$26-BILLION POWER GRAB - Electricity thieves plunder JPS
Despite aggressive disconnection drives and a vigorous campaign to leverage moral suasion, Jamaica’s electricity distributor has revealed that power theft for all of 2019 was billed at US$178 million. That amounts to J$26 billion at today’s rate.
The disclosure was made in response to queries by The Gleaner on Monday after the Jamaica Public Service Company (JPS) said that more than 90 per cent of households in Riverton City, a largely poor community in the St Andrew Western constituency, stole power.
Riverton alone draws about US$2.2 million illegally per year, with the abstraction bill for 2020 put at US$2.04 million as at the end of November.
JPS blamed electricity thieves for several outages in the community, with only 160 legal customers among more than 1,000 households.
“The company has also noted with alarm that the consumption pattern of non-paying users is at excessive levels – over 600 kilowatt-hours (kWh) per day – more than 100 times the average paying customer,” JPS said in a media statement early yesterday.
Riverton represents just over one per cent of JPS’s massive power theft.
JPS told The Gleaner that it had sought to extend its liaison initiative with residents to encourage compliance, but those efforts appear to have foundered. The company said it was in direct discussions with Member of Parliament Anthony Hylton.
Attempts to contact Hylton on Monday were unsuccessful, as calls to his mobile phone went unanswered.
The light and power supplier has extended the olive branch to urban communities with high rates of electricity theft, winning the war of attrition in areas such as Majesty Gardens where its formal customer base moved from fewer than 11 customers to more than 700 in four years.
But Riverton City, where the country’s largest dump is located, has proven to have nagging resistance to JPS’s attempts to pull the plug on power thieves, despite at least five major disconnection drives in 2020 and approximately 4,500 throw-ups removed.
The toll of electricity loss nationally has been estimated at US$160m up to the end of November this year, JPS said in an emailed response late Monday.
The consequences for legal customers have been heavy, with frequent disruptions making routine tasks and ways of life a torment.

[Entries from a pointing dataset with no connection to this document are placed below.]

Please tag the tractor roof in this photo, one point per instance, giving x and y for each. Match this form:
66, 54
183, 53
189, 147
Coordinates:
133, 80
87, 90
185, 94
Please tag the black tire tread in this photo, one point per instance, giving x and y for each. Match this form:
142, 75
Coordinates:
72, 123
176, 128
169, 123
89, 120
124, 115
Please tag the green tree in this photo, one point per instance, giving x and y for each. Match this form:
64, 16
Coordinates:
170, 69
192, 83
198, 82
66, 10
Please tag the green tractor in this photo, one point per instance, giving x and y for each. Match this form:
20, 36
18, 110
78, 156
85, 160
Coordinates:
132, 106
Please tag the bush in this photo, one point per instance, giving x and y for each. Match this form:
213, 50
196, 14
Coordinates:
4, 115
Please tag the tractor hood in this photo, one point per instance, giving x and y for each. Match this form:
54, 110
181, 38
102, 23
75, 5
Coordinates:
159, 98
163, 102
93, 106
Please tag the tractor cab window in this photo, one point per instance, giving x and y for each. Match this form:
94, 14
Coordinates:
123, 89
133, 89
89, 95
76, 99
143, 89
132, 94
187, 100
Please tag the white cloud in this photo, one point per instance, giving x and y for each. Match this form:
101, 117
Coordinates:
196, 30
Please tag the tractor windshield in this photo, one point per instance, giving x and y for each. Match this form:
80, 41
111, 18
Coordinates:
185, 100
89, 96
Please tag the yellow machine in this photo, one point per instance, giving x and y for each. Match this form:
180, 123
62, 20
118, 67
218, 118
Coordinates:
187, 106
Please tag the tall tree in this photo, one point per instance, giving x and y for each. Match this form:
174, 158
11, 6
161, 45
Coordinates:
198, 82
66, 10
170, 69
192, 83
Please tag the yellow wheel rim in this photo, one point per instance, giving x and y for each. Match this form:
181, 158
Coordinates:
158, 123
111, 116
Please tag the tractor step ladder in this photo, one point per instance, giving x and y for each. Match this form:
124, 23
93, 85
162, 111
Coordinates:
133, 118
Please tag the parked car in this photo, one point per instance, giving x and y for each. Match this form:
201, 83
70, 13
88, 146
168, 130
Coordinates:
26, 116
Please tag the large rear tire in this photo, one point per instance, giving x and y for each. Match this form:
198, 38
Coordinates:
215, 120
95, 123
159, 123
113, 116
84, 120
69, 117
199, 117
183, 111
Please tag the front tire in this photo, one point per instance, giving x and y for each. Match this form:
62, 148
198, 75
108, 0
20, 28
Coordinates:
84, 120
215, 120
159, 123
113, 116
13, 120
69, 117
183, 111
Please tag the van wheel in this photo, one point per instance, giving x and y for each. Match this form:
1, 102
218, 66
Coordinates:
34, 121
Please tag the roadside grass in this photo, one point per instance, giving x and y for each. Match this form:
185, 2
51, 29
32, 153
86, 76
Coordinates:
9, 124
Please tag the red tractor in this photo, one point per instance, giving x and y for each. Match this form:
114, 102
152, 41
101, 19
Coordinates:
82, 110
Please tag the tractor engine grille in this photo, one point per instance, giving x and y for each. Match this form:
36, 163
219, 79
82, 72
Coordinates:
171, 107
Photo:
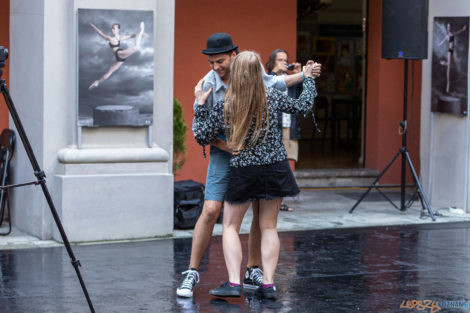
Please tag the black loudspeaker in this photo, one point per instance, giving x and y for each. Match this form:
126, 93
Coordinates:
405, 29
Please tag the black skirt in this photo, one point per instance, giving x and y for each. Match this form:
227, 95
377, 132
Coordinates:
253, 183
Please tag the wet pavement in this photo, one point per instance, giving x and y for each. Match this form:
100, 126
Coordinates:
372, 269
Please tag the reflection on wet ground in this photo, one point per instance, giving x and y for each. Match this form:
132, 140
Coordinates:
348, 270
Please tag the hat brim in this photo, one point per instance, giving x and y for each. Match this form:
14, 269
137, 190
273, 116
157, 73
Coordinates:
218, 51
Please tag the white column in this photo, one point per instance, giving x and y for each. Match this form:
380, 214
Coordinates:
116, 187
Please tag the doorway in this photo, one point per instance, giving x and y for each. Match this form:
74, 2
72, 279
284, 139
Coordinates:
332, 32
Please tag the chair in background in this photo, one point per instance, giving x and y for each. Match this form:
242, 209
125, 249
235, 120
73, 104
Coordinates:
345, 112
7, 142
321, 115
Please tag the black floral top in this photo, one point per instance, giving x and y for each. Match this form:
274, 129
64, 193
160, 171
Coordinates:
209, 123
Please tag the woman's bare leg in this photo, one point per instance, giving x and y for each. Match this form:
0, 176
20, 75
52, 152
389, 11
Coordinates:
233, 217
124, 54
449, 65
268, 212
254, 239
110, 71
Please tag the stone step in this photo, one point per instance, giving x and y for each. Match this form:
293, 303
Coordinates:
335, 177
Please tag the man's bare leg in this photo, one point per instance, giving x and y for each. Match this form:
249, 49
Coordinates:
201, 237
203, 231
254, 239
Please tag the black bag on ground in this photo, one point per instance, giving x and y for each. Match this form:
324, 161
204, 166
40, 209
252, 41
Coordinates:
188, 202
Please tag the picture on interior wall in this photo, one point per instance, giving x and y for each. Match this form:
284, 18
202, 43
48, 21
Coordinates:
449, 65
115, 68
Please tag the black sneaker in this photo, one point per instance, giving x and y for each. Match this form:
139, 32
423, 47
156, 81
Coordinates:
268, 293
225, 290
253, 278
186, 288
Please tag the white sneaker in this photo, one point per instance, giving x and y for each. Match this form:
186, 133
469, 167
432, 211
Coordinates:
186, 288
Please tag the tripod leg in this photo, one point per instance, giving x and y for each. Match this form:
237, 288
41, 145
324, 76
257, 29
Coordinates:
41, 179
7, 206
420, 188
375, 182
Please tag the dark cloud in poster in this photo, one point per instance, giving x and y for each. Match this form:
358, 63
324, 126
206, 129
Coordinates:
132, 83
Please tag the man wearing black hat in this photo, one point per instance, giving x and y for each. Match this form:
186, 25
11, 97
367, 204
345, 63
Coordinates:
220, 51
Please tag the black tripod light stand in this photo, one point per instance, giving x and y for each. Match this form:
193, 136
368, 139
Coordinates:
39, 174
405, 158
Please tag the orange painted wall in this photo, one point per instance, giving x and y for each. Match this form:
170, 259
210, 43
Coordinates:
384, 105
4, 41
261, 25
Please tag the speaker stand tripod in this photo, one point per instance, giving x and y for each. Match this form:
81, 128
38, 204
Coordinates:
41, 181
405, 158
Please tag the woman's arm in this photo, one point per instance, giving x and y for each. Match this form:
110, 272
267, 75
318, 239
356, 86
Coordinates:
125, 37
108, 38
304, 104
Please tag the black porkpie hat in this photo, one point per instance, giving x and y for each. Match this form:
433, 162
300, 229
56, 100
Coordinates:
219, 43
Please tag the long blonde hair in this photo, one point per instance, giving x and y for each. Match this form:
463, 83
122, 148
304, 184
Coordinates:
245, 101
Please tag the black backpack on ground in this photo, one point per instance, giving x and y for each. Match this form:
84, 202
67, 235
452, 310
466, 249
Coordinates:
188, 203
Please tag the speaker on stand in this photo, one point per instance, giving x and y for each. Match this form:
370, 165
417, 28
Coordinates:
404, 36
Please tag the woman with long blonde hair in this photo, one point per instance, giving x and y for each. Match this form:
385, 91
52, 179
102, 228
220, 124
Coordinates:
258, 167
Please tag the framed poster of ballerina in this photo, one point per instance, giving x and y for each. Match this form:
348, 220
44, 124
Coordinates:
115, 68
450, 65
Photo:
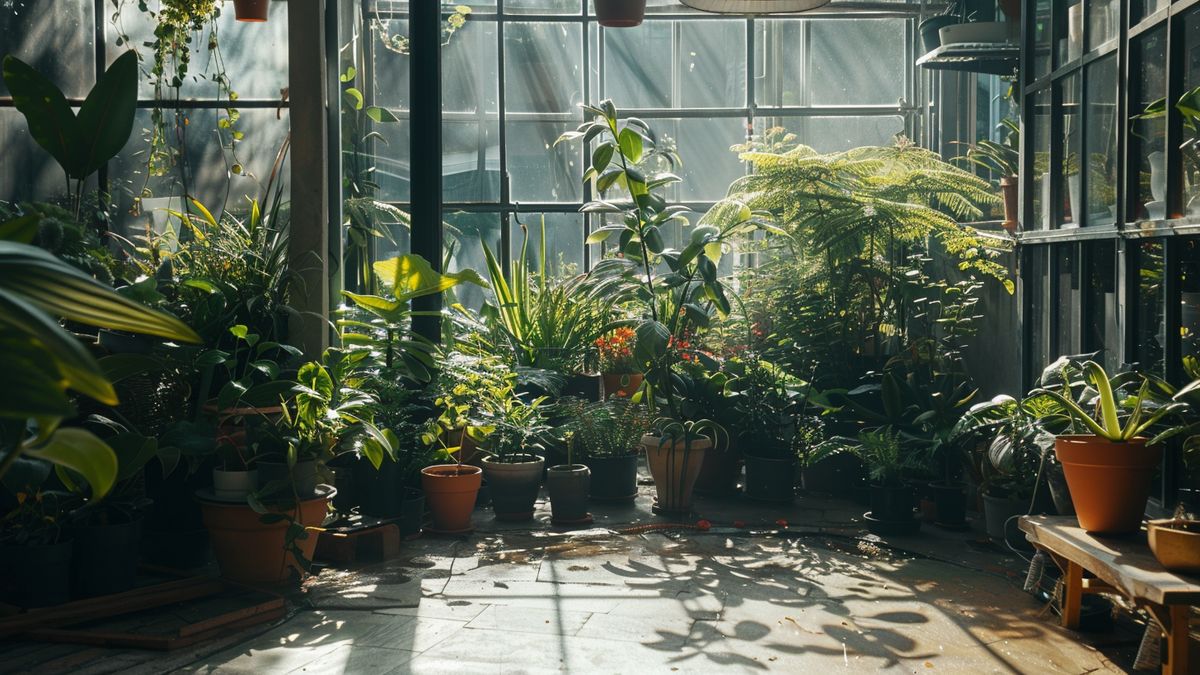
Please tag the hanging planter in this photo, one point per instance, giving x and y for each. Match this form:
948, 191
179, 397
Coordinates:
621, 13
252, 11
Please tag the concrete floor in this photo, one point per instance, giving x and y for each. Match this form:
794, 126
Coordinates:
819, 596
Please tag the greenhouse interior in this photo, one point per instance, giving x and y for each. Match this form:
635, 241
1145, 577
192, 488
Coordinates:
599, 336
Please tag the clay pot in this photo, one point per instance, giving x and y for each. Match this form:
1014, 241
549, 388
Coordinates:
1176, 543
622, 386
450, 493
675, 470
568, 488
1109, 482
621, 13
515, 485
251, 551
1008, 187
251, 10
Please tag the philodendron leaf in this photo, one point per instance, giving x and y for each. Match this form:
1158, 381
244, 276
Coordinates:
85, 454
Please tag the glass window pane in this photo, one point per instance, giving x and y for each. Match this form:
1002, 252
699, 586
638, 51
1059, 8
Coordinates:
1069, 172
41, 36
1151, 328
540, 171
543, 66
1147, 138
1101, 329
1039, 141
1102, 141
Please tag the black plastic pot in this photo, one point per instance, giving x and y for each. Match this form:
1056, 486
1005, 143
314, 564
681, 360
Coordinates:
951, 502
613, 479
771, 479
412, 513
892, 503
929, 30
106, 559
36, 575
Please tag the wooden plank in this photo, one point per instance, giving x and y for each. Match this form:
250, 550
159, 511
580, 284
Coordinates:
1126, 563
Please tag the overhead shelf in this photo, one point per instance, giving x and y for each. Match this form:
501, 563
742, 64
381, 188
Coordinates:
991, 58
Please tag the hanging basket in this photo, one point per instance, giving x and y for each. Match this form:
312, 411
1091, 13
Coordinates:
621, 13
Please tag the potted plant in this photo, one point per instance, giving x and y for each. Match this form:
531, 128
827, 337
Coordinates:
35, 554
1109, 470
511, 464
622, 375
619, 13
1003, 161
675, 303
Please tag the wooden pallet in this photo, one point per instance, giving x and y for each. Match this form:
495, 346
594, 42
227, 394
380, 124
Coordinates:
361, 538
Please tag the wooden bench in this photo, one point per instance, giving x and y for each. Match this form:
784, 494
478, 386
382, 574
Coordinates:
1117, 565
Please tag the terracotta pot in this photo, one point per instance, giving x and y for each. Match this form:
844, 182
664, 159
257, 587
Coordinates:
622, 386
1109, 482
450, 494
1008, 187
251, 10
621, 13
1176, 543
515, 485
250, 551
675, 470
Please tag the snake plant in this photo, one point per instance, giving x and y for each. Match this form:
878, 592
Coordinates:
1107, 422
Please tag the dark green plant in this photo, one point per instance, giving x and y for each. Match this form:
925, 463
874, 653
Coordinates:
81, 143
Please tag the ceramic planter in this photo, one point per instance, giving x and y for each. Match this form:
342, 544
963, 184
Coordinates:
771, 479
1109, 482
568, 488
719, 472
622, 386
450, 491
36, 575
675, 469
621, 13
1176, 543
251, 10
1008, 189
250, 551
305, 476
515, 485
233, 485
106, 559
613, 479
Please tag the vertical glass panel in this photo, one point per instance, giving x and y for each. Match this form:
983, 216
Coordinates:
1101, 142
469, 73
1189, 299
1069, 28
540, 171
1101, 330
1071, 197
1191, 147
1037, 291
1067, 315
1147, 137
42, 36
1042, 11
543, 66
837, 133
1103, 21
1151, 328
1038, 142
471, 161
856, 63
564, 242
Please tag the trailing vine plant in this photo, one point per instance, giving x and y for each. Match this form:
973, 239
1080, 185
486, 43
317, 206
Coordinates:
179, 25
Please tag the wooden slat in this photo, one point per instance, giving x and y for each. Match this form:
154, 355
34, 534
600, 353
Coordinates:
1123, 562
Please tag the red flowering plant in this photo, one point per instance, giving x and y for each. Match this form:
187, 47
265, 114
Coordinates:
616, 352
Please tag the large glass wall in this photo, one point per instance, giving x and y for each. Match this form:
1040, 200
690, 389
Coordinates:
516, 71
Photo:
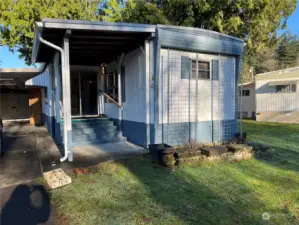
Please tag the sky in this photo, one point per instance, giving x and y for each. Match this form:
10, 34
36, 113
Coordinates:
10, 60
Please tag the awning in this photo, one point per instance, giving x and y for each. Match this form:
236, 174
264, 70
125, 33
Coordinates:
90, 43
282, 82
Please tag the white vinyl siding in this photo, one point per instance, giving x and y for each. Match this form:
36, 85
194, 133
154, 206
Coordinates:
268, 100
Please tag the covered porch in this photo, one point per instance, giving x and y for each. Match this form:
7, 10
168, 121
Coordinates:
87, 76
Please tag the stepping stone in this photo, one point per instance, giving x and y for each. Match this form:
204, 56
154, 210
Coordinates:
239, 148
213, 151
57, 178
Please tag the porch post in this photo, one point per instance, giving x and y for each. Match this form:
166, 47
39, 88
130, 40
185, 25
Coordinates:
147, 88
67, 98
120, 114
57, 97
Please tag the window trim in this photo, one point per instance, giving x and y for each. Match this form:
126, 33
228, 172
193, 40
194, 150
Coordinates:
197, 68
241, 93
286, 92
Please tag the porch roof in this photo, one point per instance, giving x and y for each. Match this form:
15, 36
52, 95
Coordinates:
91, 43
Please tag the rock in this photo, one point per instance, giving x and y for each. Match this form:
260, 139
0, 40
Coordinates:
57, 178
239, 148
213, 151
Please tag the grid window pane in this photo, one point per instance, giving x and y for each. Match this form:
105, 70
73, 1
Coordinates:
204, 74
203, 70
286, 88
204, 66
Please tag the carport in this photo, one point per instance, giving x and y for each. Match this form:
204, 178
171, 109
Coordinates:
84, 43
14, 95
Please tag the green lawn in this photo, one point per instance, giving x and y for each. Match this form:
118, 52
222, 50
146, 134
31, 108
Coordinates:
137, 192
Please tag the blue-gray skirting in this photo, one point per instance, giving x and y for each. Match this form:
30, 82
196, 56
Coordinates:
135, 132
203, 132
179, 133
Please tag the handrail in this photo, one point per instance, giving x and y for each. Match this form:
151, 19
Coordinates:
112, 100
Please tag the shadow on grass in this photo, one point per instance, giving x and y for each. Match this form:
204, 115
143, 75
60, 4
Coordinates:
194, 201
28, 205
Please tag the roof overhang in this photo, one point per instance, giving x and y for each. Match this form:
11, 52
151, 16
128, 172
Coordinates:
91, 43
282, 82
16, 77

Riverton Meadows resident Paul Morgan has said he is tired of having to store all his meat in his sister-in-law’s freezer in Pembroke Hall, St Andrew, because of frequent disconnections by the JPS.
But Morgan is perturbed that even when he pays his monthly bill on time, he has had to suffer as a victim of collateral damage in the clampdowns by the company. His bill is around $10,000 monthly.
“If me a pay and the next man naw pay, me nuh response fi di next man. Me pay my own. Me supposed to have light because when light bill come, mi affi pay it,” he told The Gleaner.
“You have people will borrow the light, yes. Mi naw go seh nobody nuh borrow light. Time gone by, when JPS come in, people affi a run and tek dung wire.”
Morgan claimed that while some residents have regularised their service, others were haunted by backlogs.
Rosalind Smith said, too, that the good have been suffering for the bad.
Her son, who is visiting from overseas, has had to leave the community because of his frustration with the lack of electricity.
“Majority of the people on the stretch have straight light. A just one and two maybe (bridge)m,” Smith told The Gleaner.
“Di people dem weh dem seh a bridge, me nuh really know because me always deh a work.”